The script outputs a JSON timeline, danmaku are not written one by one, but summarized by time intervals. There are two types of records in the timeline:

Danmaku interval summary (type = danmaku_summary):

{
  "time": 25.0,
  "time_start": 25.0,
  "time_end": 30.0,
  "type": "danmaku_summary",
  "total_count": 38,
  "density": 456.0,
  "top_danmaku": [
    {"text": "666", "count": 12},
    {"text": "哈哈哈", "count": 8}
  ],
  "video_file": "ep1.mp4"
}

Subtitle entry (type = subtitle, fully preserved):

{
  "time": 27.3,
  "end_time": 30.1,
  "type": "subtitle",
  "text": "这一波操作太丝滑了",
  "video_file": "ep1.mp4"
}

Top-level fields:

videos: Statistics for each video and their respective highlight peak lists
density_peaks: Global highlight peaks across all videos (including video_file and top_danmaku fields)
summary.peak_times: Brief information for the top 5 highlight intervals (including position, density, representative danmaku)

Step 4: Analyze Video Content, Understand Editing Requests

Read /tmp/media_timeline.json, combine with user's editing needs, and infer the list of time segments to be extracted.

Prerequisite Check: Skip Unanalyzable Videos

Before content analysis, only process videos determined as "Intelligent Analysis" in Step 0. For "Only Explicit Commands" videos, skip analysis and directly use user-provided time values for clip start/end.

Analysis Strategy:

First Priority: Determine Content Understanding Method Based on Subtitles

Situation	Content Understanding Method
Has subtitle files	Read only subtitles to understand video content, ignore danmaku data (unless user explicitly requests to reference danmaku)
No subtitle files	Read only danmaku summaries (`danmaku_summary`) to understand video content and highlight moments
User explicitly says "reference danmaku"	Read both subtitles and danmaku regardless of whether subtitles exist

Reason: Subtitles are precise records of actual video audio content, directly expressing video semantics; danmaku are audience reactions, with noise such as spamming and irrelevant content. When there are subtitles, the marginal benefit of danmaku information is low, and it consumes a lot of context.

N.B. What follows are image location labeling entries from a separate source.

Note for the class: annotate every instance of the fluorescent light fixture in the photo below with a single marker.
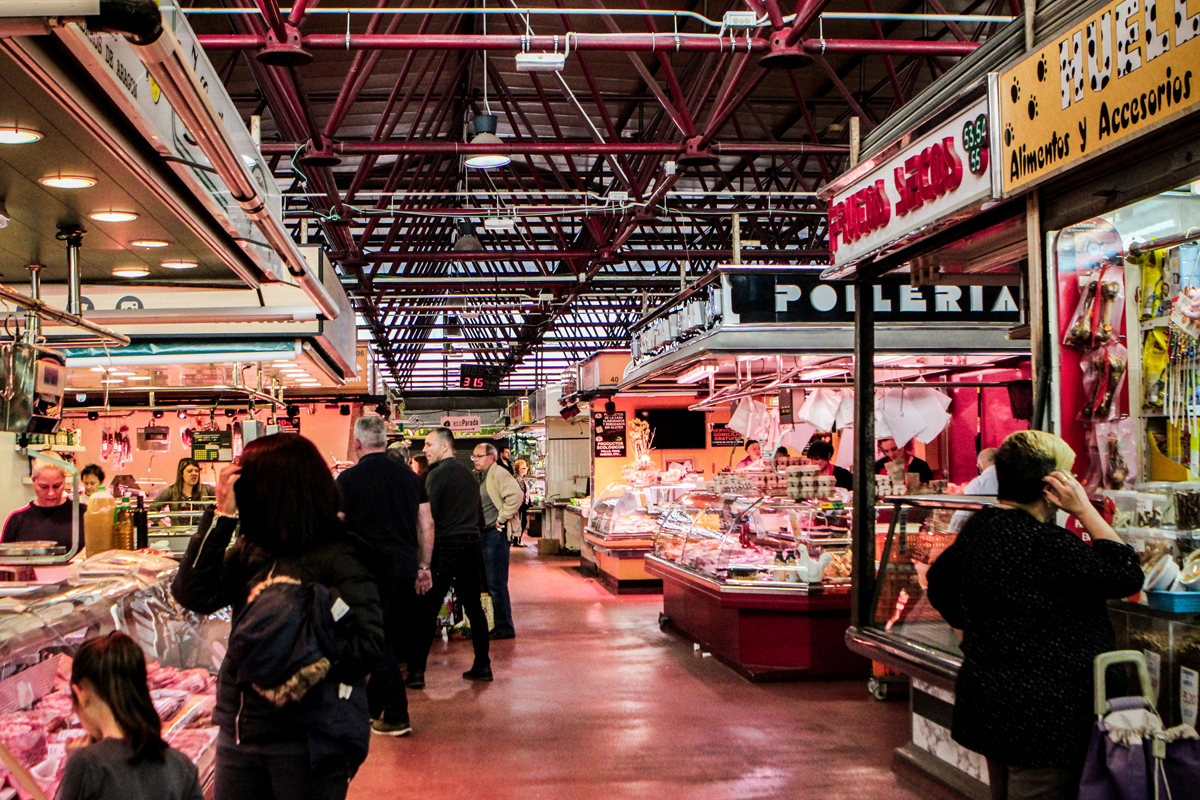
(696, 374)
(540, 61)
(113, 216)
(15, 134)
(67, 181)
(499, 223)
(485, 134)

With Subtitles (Main Path)

Understand video content through subtitle text, locate topics, key sentences, paragraphs that users are interested in
Search keywords directly in subtitles
Clip boundaries strictly aligned with subtitle sentence boundaries (see "Determine Clip Boundaries" below)

Without Subtitles (Downgraded Path)

Read type=danmaku_summary entries, judge popularity by density (counts per minute)
density_peaks has already pre-identified intervals with highest density, directly use as highlight candidates
Infer video content or emotion in the interval through top_danmaku list
Common highlight danmaku words: "www", "哈哈", "666", "awsl", "绝了", "牛", "真的假的", "名场面"
Negative danmaku (such as "笑死", "可怜") need to be judged in context

Multi-video Analysis Notes

Each record in the timeline has a video_file field, must distinguish different video timelines during analysis, do not mix time offsets
When determining clip start/end, only find boundaries in subtitles/danmaku corresponding to the record's video_file
Each clip's video_file field in the final clips JSON must match the timeline source video

Determine Clip Boundaries

With subtitles: In and out points must be based on subtitles, ensure each clip is a complete sentence:
1. Locate candidate interval: Determine general range of interest based on subtitle keywords or danmaku density (when user requests)
2. Align start time: Find the time of the most recent subtitle before the candidate interval start; if the beginning semantics are incomplete (conjunctions like "而且"/"但是" etc.), continue moving forward
3. Align end time: Find the end_time of the most recent subtitle after the candidate interval end, ensure the last sentence is complete
4. Check completeness: Confirm that the subtitle content covered by the clip has complete semantics (does not end with commas, transition words, or incomplete clauses)
Without subtitles: Center on danmaku highlight intervals, use 1s before and 1.5s after as padding to determine boundaries

Subtitle records include time (start seconds) and end_time (end seconds), directly used for boundary alignment.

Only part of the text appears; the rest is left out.